I provide no information about the columns in a view because the
function which provides this information,
pg_catalog.pg_get_late_binding_view_cols()
, returns rows
only for valid late-binding views and so validates views, and in doing
so, turns out to have fatal performance problems (for that, read
“freezes up”) when the number and complexity of views becomes high
enough.
Also, anyway, the function ignores syslog unrestricted
and the new Redshift-style privilege
access system table
, and so users can see only their own
rows, or, if they are superuser, all rows, so although I can see all
late-binding views in pg_class
, if I’m not admin (and the
user I use is not) then I can only see rows for my own late-binding
views anyway, and the user I use had none :-)

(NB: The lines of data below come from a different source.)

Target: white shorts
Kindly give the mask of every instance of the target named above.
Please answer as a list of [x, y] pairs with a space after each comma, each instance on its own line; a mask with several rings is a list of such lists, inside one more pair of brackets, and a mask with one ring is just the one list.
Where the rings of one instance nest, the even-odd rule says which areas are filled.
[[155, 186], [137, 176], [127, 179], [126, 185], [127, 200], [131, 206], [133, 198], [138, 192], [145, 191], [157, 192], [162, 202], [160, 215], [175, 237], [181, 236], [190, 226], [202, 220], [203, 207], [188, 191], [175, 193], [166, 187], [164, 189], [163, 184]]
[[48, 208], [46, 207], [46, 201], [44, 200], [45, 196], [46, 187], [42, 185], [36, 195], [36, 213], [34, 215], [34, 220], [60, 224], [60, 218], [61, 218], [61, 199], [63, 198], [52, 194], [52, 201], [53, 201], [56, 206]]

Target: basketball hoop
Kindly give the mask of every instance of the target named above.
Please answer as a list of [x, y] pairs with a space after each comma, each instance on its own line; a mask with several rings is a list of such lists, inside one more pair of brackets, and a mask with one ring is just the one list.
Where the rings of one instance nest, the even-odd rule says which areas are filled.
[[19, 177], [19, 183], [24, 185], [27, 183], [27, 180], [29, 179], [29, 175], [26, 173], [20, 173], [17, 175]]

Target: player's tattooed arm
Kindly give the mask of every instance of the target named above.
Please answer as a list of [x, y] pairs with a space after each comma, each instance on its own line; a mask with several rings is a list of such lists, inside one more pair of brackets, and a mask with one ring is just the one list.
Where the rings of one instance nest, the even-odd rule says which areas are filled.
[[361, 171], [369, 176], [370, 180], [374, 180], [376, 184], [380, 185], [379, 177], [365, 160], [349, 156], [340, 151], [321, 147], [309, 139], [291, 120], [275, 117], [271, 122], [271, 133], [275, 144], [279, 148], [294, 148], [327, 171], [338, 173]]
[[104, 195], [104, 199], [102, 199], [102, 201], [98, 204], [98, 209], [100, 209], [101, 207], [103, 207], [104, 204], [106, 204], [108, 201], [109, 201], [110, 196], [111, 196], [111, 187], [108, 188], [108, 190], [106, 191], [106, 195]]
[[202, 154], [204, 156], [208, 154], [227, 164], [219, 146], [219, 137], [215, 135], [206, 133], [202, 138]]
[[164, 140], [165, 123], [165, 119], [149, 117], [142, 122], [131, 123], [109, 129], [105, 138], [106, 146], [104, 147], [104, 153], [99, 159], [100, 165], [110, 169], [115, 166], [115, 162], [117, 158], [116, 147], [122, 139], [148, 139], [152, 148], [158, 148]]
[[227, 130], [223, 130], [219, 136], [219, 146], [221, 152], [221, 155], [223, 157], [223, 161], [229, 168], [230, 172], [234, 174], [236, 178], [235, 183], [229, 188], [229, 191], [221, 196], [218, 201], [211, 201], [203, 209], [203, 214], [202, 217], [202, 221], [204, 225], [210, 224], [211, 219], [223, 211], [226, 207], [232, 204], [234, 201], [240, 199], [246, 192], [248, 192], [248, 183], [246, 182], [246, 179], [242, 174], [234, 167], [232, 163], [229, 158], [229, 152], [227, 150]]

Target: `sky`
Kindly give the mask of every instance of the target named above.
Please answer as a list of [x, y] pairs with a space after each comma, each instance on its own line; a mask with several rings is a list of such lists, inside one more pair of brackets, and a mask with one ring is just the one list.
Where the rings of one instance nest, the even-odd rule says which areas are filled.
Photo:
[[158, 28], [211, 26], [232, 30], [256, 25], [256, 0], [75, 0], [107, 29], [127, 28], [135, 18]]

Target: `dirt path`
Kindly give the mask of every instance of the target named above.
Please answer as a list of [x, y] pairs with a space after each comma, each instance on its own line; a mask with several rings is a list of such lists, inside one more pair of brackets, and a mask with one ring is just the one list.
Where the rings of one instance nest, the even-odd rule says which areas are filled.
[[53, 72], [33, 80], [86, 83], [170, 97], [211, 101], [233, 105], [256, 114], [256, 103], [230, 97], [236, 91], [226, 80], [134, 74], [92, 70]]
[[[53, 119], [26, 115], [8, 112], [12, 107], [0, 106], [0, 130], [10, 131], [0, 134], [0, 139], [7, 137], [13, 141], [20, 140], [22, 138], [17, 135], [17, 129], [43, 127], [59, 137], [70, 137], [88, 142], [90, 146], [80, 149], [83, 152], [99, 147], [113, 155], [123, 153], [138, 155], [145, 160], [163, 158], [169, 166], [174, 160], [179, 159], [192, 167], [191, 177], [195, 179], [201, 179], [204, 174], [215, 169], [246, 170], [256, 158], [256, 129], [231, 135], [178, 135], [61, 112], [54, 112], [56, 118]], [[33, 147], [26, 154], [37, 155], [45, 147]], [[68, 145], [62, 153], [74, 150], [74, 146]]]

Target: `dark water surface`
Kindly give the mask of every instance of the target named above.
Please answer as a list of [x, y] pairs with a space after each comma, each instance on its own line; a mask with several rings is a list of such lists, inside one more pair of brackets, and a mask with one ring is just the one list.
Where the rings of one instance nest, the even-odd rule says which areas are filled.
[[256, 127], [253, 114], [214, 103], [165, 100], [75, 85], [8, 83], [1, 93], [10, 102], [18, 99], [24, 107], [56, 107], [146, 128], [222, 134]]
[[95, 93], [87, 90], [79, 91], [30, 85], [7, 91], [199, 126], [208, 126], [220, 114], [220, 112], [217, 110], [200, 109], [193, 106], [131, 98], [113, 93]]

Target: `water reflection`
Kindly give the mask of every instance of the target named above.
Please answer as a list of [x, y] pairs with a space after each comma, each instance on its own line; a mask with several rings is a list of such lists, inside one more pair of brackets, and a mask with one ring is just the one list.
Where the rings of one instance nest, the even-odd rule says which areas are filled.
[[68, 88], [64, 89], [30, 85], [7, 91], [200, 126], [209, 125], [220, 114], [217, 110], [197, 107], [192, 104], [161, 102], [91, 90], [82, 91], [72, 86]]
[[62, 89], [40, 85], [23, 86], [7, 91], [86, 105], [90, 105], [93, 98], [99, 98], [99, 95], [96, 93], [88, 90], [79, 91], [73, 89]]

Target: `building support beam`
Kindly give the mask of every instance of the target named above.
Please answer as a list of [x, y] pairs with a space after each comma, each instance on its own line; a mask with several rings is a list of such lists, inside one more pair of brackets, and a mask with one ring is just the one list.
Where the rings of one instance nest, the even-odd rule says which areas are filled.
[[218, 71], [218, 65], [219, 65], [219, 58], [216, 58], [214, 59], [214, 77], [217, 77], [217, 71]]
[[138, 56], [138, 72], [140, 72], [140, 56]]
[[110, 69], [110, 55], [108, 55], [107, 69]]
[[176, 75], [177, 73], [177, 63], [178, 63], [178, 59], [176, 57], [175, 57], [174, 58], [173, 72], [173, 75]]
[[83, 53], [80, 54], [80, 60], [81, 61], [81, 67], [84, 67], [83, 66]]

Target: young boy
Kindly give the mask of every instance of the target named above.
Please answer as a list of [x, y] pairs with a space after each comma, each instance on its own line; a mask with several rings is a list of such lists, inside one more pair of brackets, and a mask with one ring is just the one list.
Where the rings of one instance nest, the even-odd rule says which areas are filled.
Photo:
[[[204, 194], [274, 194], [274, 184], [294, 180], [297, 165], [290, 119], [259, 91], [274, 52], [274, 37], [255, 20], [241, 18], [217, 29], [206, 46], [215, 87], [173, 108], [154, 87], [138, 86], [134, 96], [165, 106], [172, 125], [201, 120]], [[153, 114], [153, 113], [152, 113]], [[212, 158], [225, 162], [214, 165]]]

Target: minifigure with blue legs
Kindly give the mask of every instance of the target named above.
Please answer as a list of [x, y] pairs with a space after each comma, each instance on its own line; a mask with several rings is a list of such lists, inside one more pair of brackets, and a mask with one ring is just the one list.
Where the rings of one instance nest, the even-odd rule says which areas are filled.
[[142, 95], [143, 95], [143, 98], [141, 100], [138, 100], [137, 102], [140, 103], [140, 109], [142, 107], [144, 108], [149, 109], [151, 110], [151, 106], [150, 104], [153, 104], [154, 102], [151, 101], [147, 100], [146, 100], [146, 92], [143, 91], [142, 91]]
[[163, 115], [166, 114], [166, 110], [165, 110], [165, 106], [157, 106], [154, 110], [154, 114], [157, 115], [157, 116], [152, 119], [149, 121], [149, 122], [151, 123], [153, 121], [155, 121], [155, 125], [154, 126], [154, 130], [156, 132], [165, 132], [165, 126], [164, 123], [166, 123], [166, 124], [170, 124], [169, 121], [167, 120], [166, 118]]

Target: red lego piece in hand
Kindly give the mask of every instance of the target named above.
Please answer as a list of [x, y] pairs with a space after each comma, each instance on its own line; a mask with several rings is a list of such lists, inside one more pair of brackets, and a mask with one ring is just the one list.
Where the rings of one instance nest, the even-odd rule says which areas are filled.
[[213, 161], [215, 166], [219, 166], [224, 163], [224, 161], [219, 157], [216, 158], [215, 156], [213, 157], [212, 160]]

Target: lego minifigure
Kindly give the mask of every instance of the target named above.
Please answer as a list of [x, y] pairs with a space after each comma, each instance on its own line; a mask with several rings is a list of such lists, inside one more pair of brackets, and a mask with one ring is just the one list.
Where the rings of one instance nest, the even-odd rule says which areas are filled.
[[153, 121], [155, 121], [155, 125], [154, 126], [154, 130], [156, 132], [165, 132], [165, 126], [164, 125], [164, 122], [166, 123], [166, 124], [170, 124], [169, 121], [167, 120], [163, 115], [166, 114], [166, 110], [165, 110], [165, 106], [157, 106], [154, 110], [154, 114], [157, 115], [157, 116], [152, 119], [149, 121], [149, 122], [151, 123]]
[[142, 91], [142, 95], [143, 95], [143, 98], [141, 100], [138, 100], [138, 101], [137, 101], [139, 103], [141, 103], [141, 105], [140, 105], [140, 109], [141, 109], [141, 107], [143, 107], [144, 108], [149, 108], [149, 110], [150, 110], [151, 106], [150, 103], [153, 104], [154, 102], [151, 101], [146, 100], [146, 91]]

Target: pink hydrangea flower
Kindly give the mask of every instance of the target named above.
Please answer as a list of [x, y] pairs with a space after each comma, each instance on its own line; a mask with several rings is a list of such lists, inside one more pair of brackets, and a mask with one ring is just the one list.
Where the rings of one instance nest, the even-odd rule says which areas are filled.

Note the creation and age columns which are found for tables are missing, as Redshift does not store the creation time for a view.
Name | Type |
---|---|
schema_id | int8 |
schema | varchar |
view_id | int8 |
view | varchar |
owner_user_id | int4 |
owner | varchar |
length | int4 |
related pages | varchar |
The schema ID. This column is emitted in CSV exports only.
The schema ID. This column is emitted in CSV exports only.
The view ID. This column is emitted in CSV exports only.
Surprisingly, view IDs turn out to be unique across all databases.
The view name.
The owner user ID. This column is emitted in CSV exports only.
The owner user name.
The length of the view text, in bytes.